The tragedy is that Trotter did everything she was supposed to do. She worked hard in high school and earned several scholarships, which have now run out because she’s had to stay in school so long. Trotter also works and uses financial aid to pay for her degree. But here’s the catch: unable to get into the classes she needs to graduate, she instead attends classes she doesn’t need to just keep her financial aid.
In a separate editorial, the Sacramento Bee (rightly) called Sacramento State’s graduation rate “abysmal and unacceptable.” Sacramento State officials have responded in the past by blaming students for not being academically prepared, having to work, and enrolling in the wrong classes. They also blame the legislature for cutting funding.
Hooey. It was Sac State’s choice to admit unprepared students. In response to the down economy, institutions that depend on public subsidies need to tighten their belts—just like the taxpayers who fund those subsidies are doing.
It’s was also Sac State’s choice to continue offering degree programs they couldn’t fill but continued paying for by pulling funds from other programs (called cross-subsidization). And, it was Sac State’s choice not to cut those programs at the expense of over-enrolled programs such as Trotter’s.
According to data reported to the U.S. Department of Education, Sac State’s core revenue in 2010 exceeded $350 million: $113 from tuition and fees; $128 from state appropriations; $72 million from government grants and contracts; nearly $1 million in private gifts, grants, and contracts; almost $2 million in investment income; and another $41 million in other core revenue.
All that money works out to more than $15,000 per full-time student. If Sac State, or any other public institution for that matter, cannot fulfill their obligation to provide undergraduates with the courses they need for their degrees, then they should return funds to students and taxpayers.
It is also worth noting that if Sac State were a for profit institution, the legislature, state and U.S.education departments would be demanding investigations for such mismanagement.

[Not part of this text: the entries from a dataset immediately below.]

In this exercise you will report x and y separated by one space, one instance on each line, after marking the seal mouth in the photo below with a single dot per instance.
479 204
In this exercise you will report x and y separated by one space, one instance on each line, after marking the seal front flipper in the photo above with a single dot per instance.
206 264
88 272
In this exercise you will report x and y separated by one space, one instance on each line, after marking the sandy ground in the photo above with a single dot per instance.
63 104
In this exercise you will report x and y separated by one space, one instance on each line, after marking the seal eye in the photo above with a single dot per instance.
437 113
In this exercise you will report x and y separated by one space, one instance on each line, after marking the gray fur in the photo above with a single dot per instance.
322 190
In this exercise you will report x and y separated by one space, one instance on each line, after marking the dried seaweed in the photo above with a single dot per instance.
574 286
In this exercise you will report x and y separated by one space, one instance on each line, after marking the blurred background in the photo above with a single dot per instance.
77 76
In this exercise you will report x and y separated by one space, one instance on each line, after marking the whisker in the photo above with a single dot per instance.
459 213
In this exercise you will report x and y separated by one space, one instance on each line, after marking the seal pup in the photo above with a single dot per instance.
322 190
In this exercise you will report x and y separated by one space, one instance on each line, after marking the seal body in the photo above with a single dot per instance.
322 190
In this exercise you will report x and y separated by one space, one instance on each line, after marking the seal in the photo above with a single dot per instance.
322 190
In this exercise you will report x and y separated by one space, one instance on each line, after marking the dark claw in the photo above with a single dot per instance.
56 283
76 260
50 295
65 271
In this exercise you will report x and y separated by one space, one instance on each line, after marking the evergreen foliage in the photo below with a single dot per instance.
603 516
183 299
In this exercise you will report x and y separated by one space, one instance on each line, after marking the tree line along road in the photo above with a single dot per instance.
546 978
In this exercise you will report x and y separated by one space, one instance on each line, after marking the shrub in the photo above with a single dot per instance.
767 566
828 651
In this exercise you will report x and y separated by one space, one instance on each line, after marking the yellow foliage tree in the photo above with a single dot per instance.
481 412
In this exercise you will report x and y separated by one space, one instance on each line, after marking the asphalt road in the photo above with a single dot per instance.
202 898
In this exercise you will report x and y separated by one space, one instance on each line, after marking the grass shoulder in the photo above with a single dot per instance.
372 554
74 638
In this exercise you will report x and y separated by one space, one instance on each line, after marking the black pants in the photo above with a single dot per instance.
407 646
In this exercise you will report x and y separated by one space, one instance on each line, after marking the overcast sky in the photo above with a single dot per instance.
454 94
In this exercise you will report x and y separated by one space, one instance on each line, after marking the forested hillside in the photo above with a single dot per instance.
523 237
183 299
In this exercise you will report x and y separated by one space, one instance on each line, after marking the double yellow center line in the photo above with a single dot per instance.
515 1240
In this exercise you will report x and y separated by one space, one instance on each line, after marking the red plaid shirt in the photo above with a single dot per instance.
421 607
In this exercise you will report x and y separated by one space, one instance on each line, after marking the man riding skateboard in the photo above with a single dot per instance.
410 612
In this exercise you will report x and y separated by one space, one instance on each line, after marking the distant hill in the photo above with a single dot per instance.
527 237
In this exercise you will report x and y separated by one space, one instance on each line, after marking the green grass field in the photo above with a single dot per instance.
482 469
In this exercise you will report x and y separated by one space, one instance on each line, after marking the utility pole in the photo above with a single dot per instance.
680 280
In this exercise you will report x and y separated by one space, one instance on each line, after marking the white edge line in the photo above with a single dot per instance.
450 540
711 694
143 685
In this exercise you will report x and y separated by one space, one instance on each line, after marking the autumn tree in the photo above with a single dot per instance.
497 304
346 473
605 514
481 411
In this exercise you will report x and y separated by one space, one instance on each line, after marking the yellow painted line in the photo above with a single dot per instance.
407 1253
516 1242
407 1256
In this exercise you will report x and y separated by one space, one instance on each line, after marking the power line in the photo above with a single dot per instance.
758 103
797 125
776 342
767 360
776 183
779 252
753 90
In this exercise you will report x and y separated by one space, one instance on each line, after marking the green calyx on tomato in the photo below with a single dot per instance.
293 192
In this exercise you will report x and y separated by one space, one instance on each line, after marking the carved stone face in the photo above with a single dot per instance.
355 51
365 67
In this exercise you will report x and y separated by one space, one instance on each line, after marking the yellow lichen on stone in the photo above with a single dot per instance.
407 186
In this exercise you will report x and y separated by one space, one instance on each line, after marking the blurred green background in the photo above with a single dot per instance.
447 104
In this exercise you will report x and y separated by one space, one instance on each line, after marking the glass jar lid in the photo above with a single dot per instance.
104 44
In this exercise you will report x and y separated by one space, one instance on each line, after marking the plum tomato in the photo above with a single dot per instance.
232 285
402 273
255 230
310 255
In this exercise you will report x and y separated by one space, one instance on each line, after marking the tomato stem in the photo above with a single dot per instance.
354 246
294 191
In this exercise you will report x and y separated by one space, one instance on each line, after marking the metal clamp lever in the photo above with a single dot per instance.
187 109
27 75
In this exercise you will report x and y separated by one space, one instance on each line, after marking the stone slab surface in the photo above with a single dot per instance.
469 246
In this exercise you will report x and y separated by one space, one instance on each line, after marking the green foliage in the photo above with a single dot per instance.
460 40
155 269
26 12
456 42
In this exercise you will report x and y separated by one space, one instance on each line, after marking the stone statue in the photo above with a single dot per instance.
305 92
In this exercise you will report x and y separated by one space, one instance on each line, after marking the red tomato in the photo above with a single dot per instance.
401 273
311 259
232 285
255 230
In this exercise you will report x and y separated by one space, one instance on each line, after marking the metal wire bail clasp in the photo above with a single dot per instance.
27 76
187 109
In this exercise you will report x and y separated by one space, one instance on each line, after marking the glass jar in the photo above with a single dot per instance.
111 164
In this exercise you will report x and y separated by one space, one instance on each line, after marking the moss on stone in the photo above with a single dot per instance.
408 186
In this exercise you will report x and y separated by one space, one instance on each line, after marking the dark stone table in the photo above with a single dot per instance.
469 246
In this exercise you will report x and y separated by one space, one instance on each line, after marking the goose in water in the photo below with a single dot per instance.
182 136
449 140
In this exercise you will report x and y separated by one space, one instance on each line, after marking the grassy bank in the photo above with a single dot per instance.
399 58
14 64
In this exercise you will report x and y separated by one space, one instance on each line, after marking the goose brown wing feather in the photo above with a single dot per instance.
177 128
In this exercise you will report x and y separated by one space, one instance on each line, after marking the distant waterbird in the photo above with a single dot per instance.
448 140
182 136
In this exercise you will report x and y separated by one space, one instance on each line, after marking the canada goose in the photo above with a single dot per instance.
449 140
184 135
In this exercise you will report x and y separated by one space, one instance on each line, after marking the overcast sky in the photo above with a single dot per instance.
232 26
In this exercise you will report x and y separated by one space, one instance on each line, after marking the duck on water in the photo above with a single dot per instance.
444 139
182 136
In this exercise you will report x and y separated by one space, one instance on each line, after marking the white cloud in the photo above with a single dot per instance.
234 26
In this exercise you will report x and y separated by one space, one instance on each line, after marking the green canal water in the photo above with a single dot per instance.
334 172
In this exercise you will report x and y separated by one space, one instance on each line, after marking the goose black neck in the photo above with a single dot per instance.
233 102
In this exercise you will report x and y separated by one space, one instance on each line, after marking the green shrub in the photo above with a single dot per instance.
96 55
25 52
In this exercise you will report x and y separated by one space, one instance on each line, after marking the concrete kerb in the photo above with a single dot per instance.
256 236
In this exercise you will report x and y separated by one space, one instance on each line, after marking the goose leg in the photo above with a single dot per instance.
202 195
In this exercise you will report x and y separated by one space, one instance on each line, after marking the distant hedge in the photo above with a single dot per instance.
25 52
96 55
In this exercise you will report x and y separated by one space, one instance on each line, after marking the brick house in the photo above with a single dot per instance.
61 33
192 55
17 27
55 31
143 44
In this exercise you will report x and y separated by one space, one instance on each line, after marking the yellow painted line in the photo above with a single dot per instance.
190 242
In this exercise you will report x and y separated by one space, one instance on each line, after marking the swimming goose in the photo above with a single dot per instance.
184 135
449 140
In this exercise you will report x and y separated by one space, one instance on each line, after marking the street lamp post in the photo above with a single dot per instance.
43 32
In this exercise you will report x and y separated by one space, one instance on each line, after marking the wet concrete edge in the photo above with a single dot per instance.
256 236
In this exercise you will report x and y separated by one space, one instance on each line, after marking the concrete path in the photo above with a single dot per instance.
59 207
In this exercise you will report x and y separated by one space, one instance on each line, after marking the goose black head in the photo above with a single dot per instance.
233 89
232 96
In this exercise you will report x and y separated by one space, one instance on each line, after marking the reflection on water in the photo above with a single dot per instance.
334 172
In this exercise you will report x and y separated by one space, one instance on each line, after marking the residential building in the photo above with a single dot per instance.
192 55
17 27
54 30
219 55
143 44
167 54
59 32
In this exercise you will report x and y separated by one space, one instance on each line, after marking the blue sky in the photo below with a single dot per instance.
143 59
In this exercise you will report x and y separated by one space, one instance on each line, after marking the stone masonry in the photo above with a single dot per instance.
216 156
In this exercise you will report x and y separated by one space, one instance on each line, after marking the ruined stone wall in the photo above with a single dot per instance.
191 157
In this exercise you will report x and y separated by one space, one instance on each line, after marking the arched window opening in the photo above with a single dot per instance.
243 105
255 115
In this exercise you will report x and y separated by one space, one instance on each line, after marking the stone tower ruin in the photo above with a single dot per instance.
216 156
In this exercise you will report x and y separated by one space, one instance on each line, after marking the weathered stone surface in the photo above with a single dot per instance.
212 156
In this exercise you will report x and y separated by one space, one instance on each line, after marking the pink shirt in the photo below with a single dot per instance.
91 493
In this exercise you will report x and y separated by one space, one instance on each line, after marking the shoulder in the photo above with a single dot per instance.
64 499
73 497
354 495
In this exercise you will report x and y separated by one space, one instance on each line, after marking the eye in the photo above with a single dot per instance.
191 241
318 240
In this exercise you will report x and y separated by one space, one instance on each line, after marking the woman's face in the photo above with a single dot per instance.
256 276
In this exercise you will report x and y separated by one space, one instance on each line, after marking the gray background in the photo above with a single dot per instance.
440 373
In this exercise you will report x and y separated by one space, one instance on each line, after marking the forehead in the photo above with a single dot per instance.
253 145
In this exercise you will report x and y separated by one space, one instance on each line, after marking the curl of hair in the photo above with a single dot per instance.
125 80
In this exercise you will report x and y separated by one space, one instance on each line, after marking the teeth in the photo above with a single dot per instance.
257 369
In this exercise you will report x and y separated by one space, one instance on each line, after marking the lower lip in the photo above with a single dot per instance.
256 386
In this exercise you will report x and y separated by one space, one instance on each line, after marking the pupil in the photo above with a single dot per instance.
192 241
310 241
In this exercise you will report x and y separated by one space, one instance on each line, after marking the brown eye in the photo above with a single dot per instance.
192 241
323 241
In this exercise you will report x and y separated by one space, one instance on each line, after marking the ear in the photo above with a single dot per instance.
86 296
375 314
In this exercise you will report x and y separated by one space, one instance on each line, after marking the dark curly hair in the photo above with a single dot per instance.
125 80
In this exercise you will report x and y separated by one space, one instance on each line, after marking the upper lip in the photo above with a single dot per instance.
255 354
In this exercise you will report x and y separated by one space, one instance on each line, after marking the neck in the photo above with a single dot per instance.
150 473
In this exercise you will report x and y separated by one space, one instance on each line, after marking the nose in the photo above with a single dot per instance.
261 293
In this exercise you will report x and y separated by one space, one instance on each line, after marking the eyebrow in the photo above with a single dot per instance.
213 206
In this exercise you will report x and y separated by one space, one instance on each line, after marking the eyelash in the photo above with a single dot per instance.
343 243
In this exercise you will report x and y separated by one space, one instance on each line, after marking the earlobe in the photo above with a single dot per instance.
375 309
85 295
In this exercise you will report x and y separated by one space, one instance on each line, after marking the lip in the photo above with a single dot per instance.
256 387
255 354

To avoid such mismanagement in the future, the California legislature should enact some common-sense reforms. Put an end to lump-sum state appropriations. Instead award appropriations to students directly in the form of grants that students could take to any California postsecondary institution, public or private, of their choice—about $5,500 based on Sac State’s appropriation levels.
If institutions wanted their share of state appropriations, then they’d have to improve their graduation and management track-records to attract and keep students—along with their state appropriation funding.
Another related reform is instituting outcomes-based appropriations. Rather than throwing good money after bad at mismanaged institutions, which leaves less funding for well managed ones, a certain percentage of funds should be awarded based on the number of students who successfully graduate on time.
Ohio adopted an outcomes-based funding system that was enacted in 2009. Today, 5 percent of community college funding and 10 percent of four-year university funding is based on outcomes, including degree and course completion plus incentives for course completion in STEM subjects and for at-risk students.
Tennessee has been using outcomes-based funding the longest, since the 1970s. There is a 40 percent weight on Pell-eligible students (so each counts for 1.4 students) if they graduate to help promote student success without restricting access.
Louisiana and Indiana also have outcomes-based funding systems for both four- and two-year institutions.
All postsecondary institutions must fulfill their obligation to undergraduates and taxpayers to use public funds responsibly and graduate students on time. Stronger accountability from the legislature in the form of better funding incentives, and more freedom for students to take their public education dollars to institutions that will get the job done are sensible first steps.